Revision history for this message
Slawek Kaplonski (slaweq) wrote :

I was today investigating logs from http://logs.openstack.org/97/631497/7/check/tripleo-ci-centos-7-scenario007-standalone/42068d9/logs/undercloud/var/log/containers/neutron/dhcp-agent.log.txt.gz#_2019-04-10_14_18_36_934 once again.

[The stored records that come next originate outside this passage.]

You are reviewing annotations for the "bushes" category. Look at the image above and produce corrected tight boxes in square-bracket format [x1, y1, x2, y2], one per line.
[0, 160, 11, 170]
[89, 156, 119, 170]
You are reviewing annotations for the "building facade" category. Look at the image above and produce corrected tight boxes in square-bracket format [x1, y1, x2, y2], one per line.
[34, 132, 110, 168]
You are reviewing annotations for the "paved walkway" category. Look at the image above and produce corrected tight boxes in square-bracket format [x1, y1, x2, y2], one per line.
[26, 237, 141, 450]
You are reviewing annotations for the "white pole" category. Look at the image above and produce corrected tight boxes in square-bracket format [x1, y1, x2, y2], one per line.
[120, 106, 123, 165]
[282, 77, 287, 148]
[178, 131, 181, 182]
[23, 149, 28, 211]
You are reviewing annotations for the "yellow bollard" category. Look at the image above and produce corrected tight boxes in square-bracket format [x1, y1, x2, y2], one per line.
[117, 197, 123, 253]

It looks that dnsmasq process for network cbc2d3df-fcae-42b3-9d9b-248526a1a2f1 was first started properly at 14:18:34.803: http://logs.openstack.org/97/631497/7/check/tripleo-ci-centos-7-scenario007-standalone/42068d9/logs/undercloud/var/log/containers/neutron/dhcp-agent.log.txt.gz#_2019-04-10_14_18_34_803

Than some "Trigger reload_allocations for port" was logged at 14:18:36.890: http://logs.openstack.org/97/631497/7/check/tripleo-ci-centos-7-scenario007-standalone/42068d9/logs/undercloud/var/log/containers/neutron/dhcp-agent.log.txt.gz#_2019-04-10_14_18_36_890

That leads to reload of dnsmasq process which is done by sending SIGHUP. It was like that because external_process.ProcessManager.enable() was called but process was active so it called reload_cfg() method. See https://github.com/openstack/neutron/blob/master/neutron/agent/linux/external_process.py#L80
It happend at 14:18:36.895: http://logs.openstack.org/97/631497/7/check/tripleo-ci-centos-7-scenario007-standalone/42068d9/logs/undercloud/var/log/containers/neutron/dhcp-agent.log.txt.gz#_2019-04-10_14_18_36_895

But than, for some reason full sync was triggered and there was quickly send SIGKILL to the same process. It was at 14:18:38.436 : http://logs.openstack.org/97/631497/7/check/tripleo-ci-centos-7-scenario007-standalone/42068d9/logs/undercloud/var/log/containers/neutron/dhcp-agent.log.txt.gz#_2019-04-10_14_18_38_436

and next attempt to start process at 14:18:38.883: http://logs.openstack.org/97/631497/7/check/tripleo-ci-centos-7-scenario007-standalone/42068d9/logs/undercloud/var/log/containers/neutron/dhcp-agent.log.txt.gz#_2019-04-10_14_18_38_883
And this one failed.

It looks for me very similar to bug https://bugs.launchpad.net/neutron/+bug/1811126 which was fixed recently by https://github.com/openstack/neutron/commit/157e09e6af758b7669fbe5a8cdb0b1969f04661a

I'm not sure exactly what version of Neutron TripleO is using in this kind of job but can You maybe check if it was run with this patch or without it still?